仮面ライダー有罪論
初期『仮面ライダー』を観直しているうちに昔からぼんやり抱えていた疑念が急に再浮上した。今日はそんなお話をしてみたい。
『仮面ライダー』には、ショッカーという悪の秘密組織が出てくる。ショッカーは、身体的頭脳的に敵性と思われる人間を拉致して改造手術を施し、意のままにやつれる改造人間を作り出す、彼らを使って世界征服を狙うわけである。物語の主人公・本郷猛もショッカーに捕らえられ改造手術を受けるが、脳改造の直前で脱走、自ら仮面ライダーを名乗り、ショッカーの改造人間と戦うのだ。――これが『仮面ライダー』の基本設定といっていい。
仮面ライダー=本郷猛が戦うショッカーの改造人間、蜘蛛男とかかまきり男、ヒトデンジャーやアブゴメスは、当然ながら、平穏な生活を送っているところをさらわれてショッカーにやってきたわけだ。つまり、蜘蛛男もアブゴメスも、たとえば、田中ナニガシ、鈴木ナニガシという戸籍上の名前をもっているわけで、家族が戸籍抹消の手続きを取っていない以上、田中ナニガシ、鈴木ナニガシとして法律上は「生きている」のである。その田中ナニガシ、鈴木ナニガシをライダーキックやライダーきりもみシュートで殺害した仮面ライダーは、刑法上の殺人罪に問われないのか、というのが僕の第一の疑問である。
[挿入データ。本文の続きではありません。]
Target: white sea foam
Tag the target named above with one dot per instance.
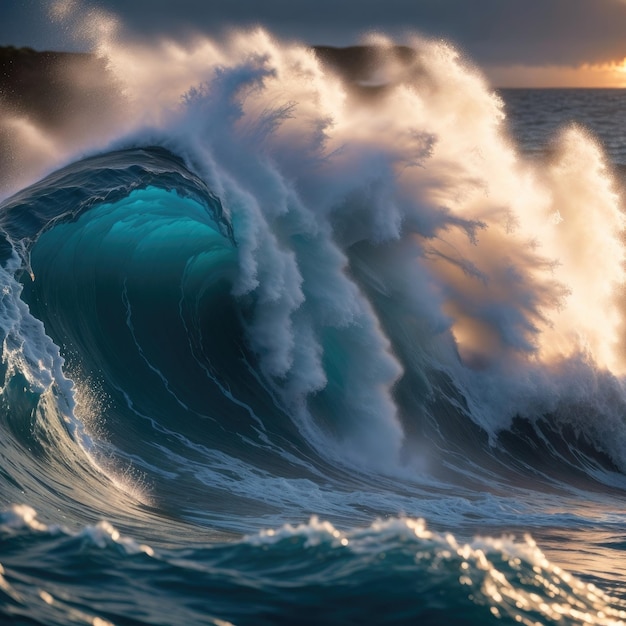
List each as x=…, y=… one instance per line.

戦闘員を含め、これまで何百、何千もの田中、鈴木、佐藤、山田を殺害してきた仮面ライダー=本郷猛は死刑が妥当ということになってしまう。
一方、脳改造された蜘蛛男、かまきり男の悪事は、心神喪失時の行動ということになって刑法39条により不問に付されるということになりかねないのだ。
この場合法律上、仮面ライダーを守るならば、改造人間=人間ではない。という証明が必要となる。仮に、「身体の一部あるいは大部分を機械などを埋め込んで、本来ある能力を人為的に上げた個体およびその人格」と定義するとする。となると、心臓にペースメーカーを入れている人は改造人間なのか。義肢はどうなる。奥歯がインプラントだから俺も改造人間だ。はなはだしくは、コンタクトレンズを改造手術と認めろ、と言い出す輩もいるかもしれない。
何を危惧するかとうと、この世界観を推し進めて考えると、人権屋弁護士や左翼活動家の新たなメシの種に改造人間が利用されるのではないということだ。改造人間はむろんマイノリティだ。改造人間にも婚姻の自由はある、改造人間という理由で採用を取りやめた企業は糾弾の対象だ、ということになる。たとえば、「あいつの右手はドリルだ」と言っただけで、差別発言とされ、政治家の秘書がポストを失うようなこともあるかもしれない。
と、いろんなことが頭をよぎりました。どなたか法律に明るい方、ご教授ください。